Chewy Iced Oatmeal Cookies
Unassuming and understated, these chewy iced oatmeal cookies aren't all dressed up and fancy, but boy are they probably my number one fave of my Christmas cookie box this year!
Chewy Iced Oatmeal Cookies
My Christmas cookie boxes each year are always filled with colorful, drizzly, magical, and sparkly treats! Matcha here, raspberry there, black sesame filled macarons, and edible gold leaf!
So why should you make these little iced oatmeal cookies?
Because they’re literally the FREAKIN BEST.
So chewy, slightly crispy all around the edges, rich yet simple notes of toffee, the warmth of a dash of cinnamon, and that classic oatmeal bite. They’re iced with a super simple vanilla glaze just to add another layer of magic!
They don’t look like much, but oh boy, I’d pick these out and eat them allll up ANY TIME.
INGREDIENTS
makes about 26 cookies (2.5 inch)
for cookies
1 1/4 c (160g) all purpose flour
1/2 tsp baking soda
1/4 tsp baking powder
1 tsp ground cinnamon
1/2 tsp kosher salt
1 c (80g) old fashioned rolled oats
1/2 c (113g) unsalted butter, softened
1 c (200g) light or dark brown sugar
1 large egg
1 tsp vanilla extract
for icing
1 c (120g) powdered sugar
1 1/2 tb milk, more if needed
1/2 tsp vanilla extract
INSTRUCTIONS
In a large bowl, combine flour, baking soda, baking powder, cinnamon, salt, and oats. Whisk to combine well and set aside.

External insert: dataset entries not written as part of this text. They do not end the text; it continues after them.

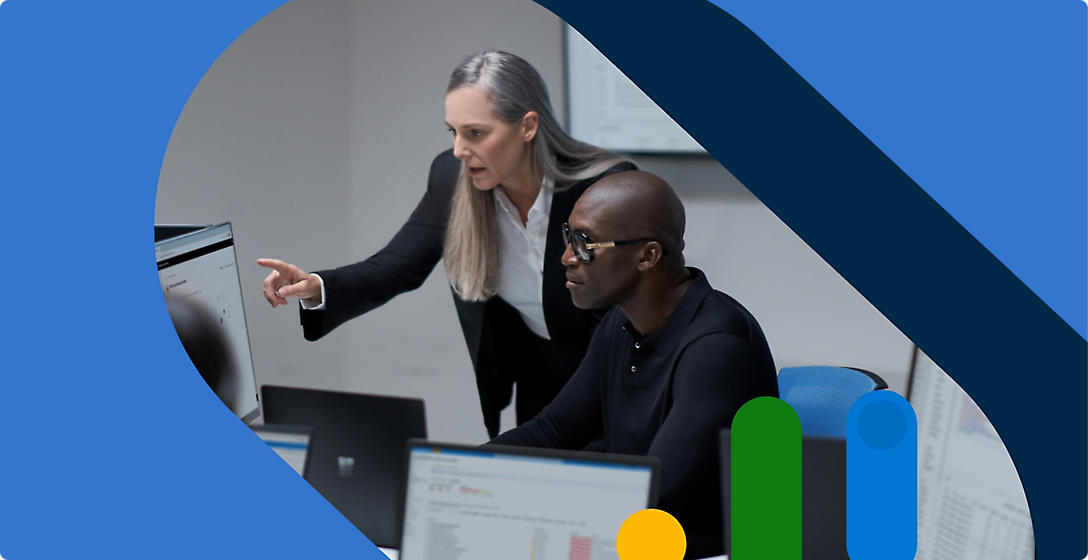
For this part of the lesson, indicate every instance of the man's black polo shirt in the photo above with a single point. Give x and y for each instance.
(665, 395)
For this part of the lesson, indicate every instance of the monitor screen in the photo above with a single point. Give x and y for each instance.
(971, 501)
(606, 109)
(482, 502)
(199, 277)
(291, 443)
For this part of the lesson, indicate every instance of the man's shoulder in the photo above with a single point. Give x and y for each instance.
(719, 313)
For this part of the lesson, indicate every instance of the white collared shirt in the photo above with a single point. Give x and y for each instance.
(521, 252)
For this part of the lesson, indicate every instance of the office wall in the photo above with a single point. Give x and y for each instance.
(313, 134)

In a large bowl or bowl of stand mixer with paddle attachment (or using hand held mixer), beat the butter and brown sugar together on high speed for 4-5 minutes, until light and fluffy. Scrape down sides of bowl.
Add egg and vanilla, mix on medium speed for 30 seconds to a minute, until well combined. Scrape down the sides of bowl and mix again if needed. Dump in the dry ingredients and mix on low until a cookie dough comes together.

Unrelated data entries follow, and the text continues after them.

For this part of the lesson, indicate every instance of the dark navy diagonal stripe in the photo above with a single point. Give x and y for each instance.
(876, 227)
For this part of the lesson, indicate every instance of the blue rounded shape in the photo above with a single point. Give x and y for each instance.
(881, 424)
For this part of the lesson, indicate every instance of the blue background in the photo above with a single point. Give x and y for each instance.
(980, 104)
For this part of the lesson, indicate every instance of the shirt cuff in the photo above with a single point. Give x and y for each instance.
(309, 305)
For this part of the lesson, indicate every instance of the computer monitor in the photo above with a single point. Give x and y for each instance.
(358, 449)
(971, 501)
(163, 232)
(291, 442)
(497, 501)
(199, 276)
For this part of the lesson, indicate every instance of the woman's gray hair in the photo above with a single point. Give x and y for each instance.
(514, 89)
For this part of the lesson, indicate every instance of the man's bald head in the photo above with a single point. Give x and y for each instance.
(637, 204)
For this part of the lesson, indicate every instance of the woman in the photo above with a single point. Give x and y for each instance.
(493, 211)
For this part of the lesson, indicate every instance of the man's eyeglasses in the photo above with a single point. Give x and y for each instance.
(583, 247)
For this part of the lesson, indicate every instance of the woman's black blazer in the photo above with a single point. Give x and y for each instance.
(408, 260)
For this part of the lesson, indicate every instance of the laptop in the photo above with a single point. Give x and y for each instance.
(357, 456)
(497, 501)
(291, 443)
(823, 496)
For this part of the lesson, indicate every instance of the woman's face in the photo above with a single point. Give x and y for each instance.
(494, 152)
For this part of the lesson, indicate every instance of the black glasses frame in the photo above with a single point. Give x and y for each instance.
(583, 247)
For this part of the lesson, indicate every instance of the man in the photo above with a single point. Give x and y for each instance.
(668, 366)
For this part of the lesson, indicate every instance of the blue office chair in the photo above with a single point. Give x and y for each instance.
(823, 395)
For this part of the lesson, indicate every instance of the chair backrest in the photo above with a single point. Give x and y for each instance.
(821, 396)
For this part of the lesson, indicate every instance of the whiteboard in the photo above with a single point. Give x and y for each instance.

With a 1 to 1.5 tablespoon cookie scoop, scoop out all the dough and place scoops of dough on a parchment lined baking sheet. Cover tightly with plastic wrap and let cool in fridge for 2 hours or overnight. Letting the dough chill out in the fridge gives it time to hydrate and lets the flavors really develop and marry together. The flavors deepen and become more complex. I always prefer to make cookie dough the night before— they taste better AND less clean up and mess. :)
bake
When ready to bake, preheat oven to 350 degrees F.
Place cookie dough scoops (straight from the fridge) onto a parchment lined baking sheet a few inches apart. Bake for 8 minutes, then bang the baking sheet a couple times on the oven rack to deflate the cookies and rotate the baking sheet. Bake for an additional 3-4 minutes, until the edges are golden. Upon removing from oven, immediately bang the baking sheet again. Let cool completely and bake the rest of the cookies.
icing the cookies
When cookies are completely cooled, make the icing by combining powdered sugar, milk, and vanilla into a medium bowl. Mix well to form a thick but pourable glaze.
I like to lightly brush the glaze onto my cookies, but you can also dip your cookies directly into the icing. No need to try to submerge the entire cookie— they look nice when some spots are iced, and other spots aren’t.
Let the icing set completely and enjoy! Keep cookies in an airtight container, best enjoyed within 3 days.